Una settantina di case sono state incendiate e in breve il fuoco ha iniziato ad espandersi senza controllo. Un testimone ha raccontanto che sull'isola un villaggio si è trasformato in «un mare di fuoco»: «Le case e le montagne sono in fiamme e la gente sta scappando - ha aggiunto - si vedono colonne di fumo, la popolazione è terrorizzata». I 1.600 abitanti dell'isola sono stati trasferiti nei bunker, molti sono fuggiti su barche di pescatori.
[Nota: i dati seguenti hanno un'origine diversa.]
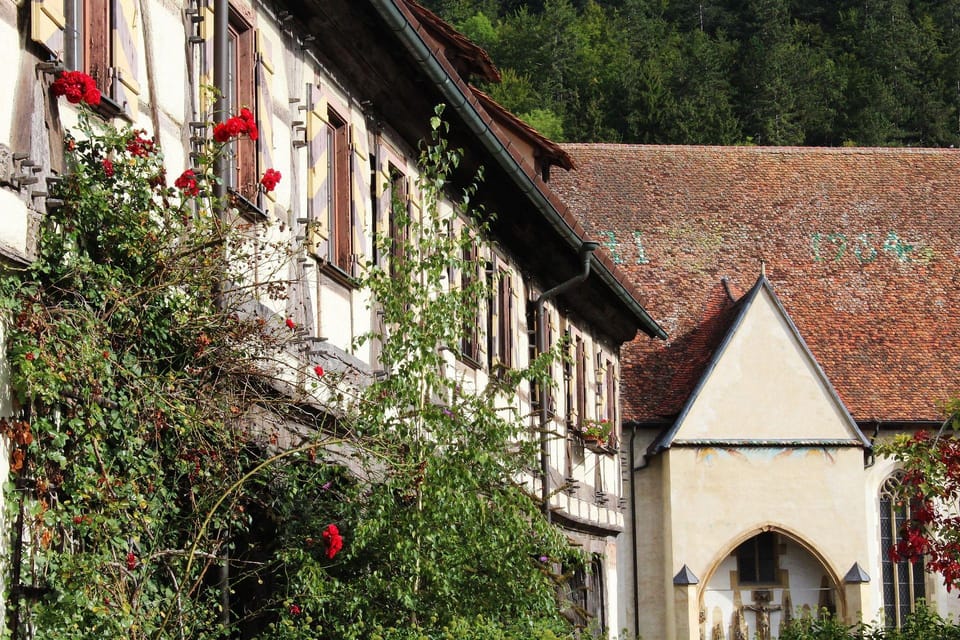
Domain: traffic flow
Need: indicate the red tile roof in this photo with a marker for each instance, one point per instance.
(467, 57)
(862, 246)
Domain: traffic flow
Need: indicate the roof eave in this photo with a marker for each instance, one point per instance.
(461, 99)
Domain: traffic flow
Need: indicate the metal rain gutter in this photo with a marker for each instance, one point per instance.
(398, 23)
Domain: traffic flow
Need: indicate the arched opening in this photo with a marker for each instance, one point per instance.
(903, 582)
(765, 579)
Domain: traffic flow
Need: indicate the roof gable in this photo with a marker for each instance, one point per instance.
(860, 244)
(763, 386)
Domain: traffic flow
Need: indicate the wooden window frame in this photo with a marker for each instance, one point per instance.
(468, 276)
(242, 153)
(88, 47)
(399, 219)
(580, 380)
(340, 240)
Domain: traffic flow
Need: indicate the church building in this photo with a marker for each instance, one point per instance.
(810, 300)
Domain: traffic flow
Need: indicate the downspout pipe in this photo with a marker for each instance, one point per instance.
(586, 252)
(633, 533)
(455, 97)
(221, 35)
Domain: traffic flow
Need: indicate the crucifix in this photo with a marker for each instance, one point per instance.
(762, 607)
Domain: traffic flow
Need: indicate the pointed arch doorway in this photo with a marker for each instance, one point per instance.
(764, 579)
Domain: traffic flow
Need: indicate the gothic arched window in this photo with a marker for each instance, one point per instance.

La Corea del sud ha risposto al fuoco sparando un'ottantina di colpi di artiglieria e i caccia di Seul sono immediatamente decollati e hanno sorvolato l'isola.
Il presidente sudcoreano, Lee Muung-bak, ha avvertito immediatamente che il suo Paese «risponderà duramente a qualsiasi ulteriore provocazione», ha definito «imperdonabile» questa «chiara provocazione armata diretta contro obiettivi civili», ha invitato la popolazione alla calma e ha osservato che l'attacco può essere assimilato a «un'invasione del sud».
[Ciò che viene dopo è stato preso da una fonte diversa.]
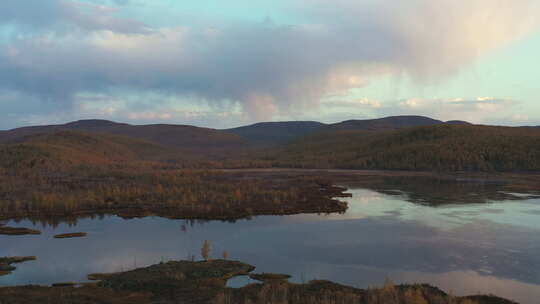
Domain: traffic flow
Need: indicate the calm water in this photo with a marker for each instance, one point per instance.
(491, 247)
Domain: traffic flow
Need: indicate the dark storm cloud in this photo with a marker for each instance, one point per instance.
(81, 48)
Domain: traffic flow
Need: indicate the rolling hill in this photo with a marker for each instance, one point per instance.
(65, 149)
(199, 140)
(384, 124)
(268, 133)
(446, 147)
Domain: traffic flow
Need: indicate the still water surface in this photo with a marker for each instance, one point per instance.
(491, 247)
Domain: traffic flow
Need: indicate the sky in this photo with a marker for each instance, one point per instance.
(228, 63)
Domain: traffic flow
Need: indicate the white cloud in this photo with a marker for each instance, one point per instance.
(268, 69)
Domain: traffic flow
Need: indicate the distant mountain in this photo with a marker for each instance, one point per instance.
(447, 147)
(387, 123)
(173, 136)
(276, 132)
(63, 149)
(457, 122)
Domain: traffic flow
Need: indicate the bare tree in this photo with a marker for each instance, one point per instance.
(205, 250)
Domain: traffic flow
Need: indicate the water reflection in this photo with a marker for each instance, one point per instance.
(471, 248)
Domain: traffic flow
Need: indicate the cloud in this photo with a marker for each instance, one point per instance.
(267, 68)
(355, 103)
(64, 15)
(476, 110)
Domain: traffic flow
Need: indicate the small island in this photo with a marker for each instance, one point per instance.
(205, 282)
(70, 235)
(5, 230)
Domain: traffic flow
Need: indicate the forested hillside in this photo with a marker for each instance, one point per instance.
(198, 140)
(440, 147)
(65, 149)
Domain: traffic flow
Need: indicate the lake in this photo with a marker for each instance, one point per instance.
(490, 246)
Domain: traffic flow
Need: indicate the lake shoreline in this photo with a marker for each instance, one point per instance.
(205, 282)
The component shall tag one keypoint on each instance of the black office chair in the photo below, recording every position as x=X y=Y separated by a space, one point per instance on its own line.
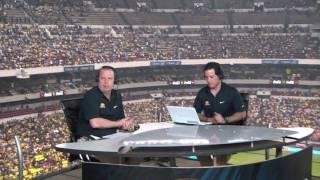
x=245 y=98
x=71 y=109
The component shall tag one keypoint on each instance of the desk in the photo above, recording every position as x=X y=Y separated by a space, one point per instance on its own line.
x=171 y=140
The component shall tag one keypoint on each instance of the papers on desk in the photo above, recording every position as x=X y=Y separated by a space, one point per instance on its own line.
x=116 y=135
x=302 y=132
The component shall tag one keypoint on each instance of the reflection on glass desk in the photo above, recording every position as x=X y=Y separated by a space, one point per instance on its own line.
x=171 y=140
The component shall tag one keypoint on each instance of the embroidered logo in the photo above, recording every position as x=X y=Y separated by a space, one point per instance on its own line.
x=102 y=105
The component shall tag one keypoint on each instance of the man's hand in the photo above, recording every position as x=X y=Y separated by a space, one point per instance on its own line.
x=219 y=118
x=127 y=123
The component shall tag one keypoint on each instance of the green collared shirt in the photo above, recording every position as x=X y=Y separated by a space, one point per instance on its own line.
x=96 y=105
x=227 y=102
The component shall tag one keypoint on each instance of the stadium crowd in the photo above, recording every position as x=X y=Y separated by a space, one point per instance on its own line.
x=39 y=134
x=34 y=46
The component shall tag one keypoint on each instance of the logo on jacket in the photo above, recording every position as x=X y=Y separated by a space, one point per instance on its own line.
x=102 y=105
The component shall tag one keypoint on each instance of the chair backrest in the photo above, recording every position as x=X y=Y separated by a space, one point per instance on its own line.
x=71 y=109
x=245 y=98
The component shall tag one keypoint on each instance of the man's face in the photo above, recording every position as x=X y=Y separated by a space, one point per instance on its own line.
x=106 y=80
x=212 y=79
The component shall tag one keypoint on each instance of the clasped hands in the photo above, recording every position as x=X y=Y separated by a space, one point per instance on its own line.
x=127 y=123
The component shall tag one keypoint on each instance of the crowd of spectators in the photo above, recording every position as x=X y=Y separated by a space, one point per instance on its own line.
x=39 y=134
x=34 y=46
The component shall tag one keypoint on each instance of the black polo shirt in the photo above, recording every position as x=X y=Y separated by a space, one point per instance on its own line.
x=227 y=102
x=94 y=105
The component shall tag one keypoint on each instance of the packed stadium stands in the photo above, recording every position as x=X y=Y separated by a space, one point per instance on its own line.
x=44 y=33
Il ministro degli esteri di Seul ha sostenuto che l'attacco «è stato pianificato e costituisce una chiara violazione dell'armistizio». Pyongyang sostiene invece di aver risposto al fuoco dopo «spregiudicate provocazioni militari da parte del sud» che avrebbe aperto il fuoco verso le sue acque territoriali.
Nell'area era in corso un'esercitazione militare di Seul, che nega però di aver aperto il fuoco verso il nord. «Continueremo a colpire senza pietà e senza alcuna esitazione se il nemico osa invadere le nostre acque territoriali di un solo millimetro», ha fatto poi sapere l'agenzia di Pyongyang, Kcna.
L'isola sorge 3 chilometri a sud della contestata frontiera marittima tra le due Coree. Come altre isole lungo il confine marittimo occidentale, è da oltre 50 anni al centro di una disputa perchè Pyongyang non ha mai riconosciuto ufficialmente i confini tracciati al termine della guerra conclusasi senza un trattato di pace.
La nuova tensione arriva in un momento già molto difficile per i rapporti tra le due Coree, e dopo la rivelazione sabato scorso che Pyongyang dispone di un nuovo sofisticato impianto per l'arricchimento dell'uranio, notizia che ha allontanato la ripresa dei negoziati interrotti sei mesi fa.
Alle Nazioni Unite ieri erano in corso le consultazioni per decidere «come reagire all'attacco» anche se al momento non è prevista una riunione formale del Consiglio di Sicurezza. Intanto il segretario generale dell'Onu, Ban Ki-Moon, ex ministro degli Esteri di Seul, ha definito l'incidente «uno dei più gravi tra i due Paesi dal 1953», ha condannato l'attacco e ha chiesto alle parti «di tornare alla moderazione».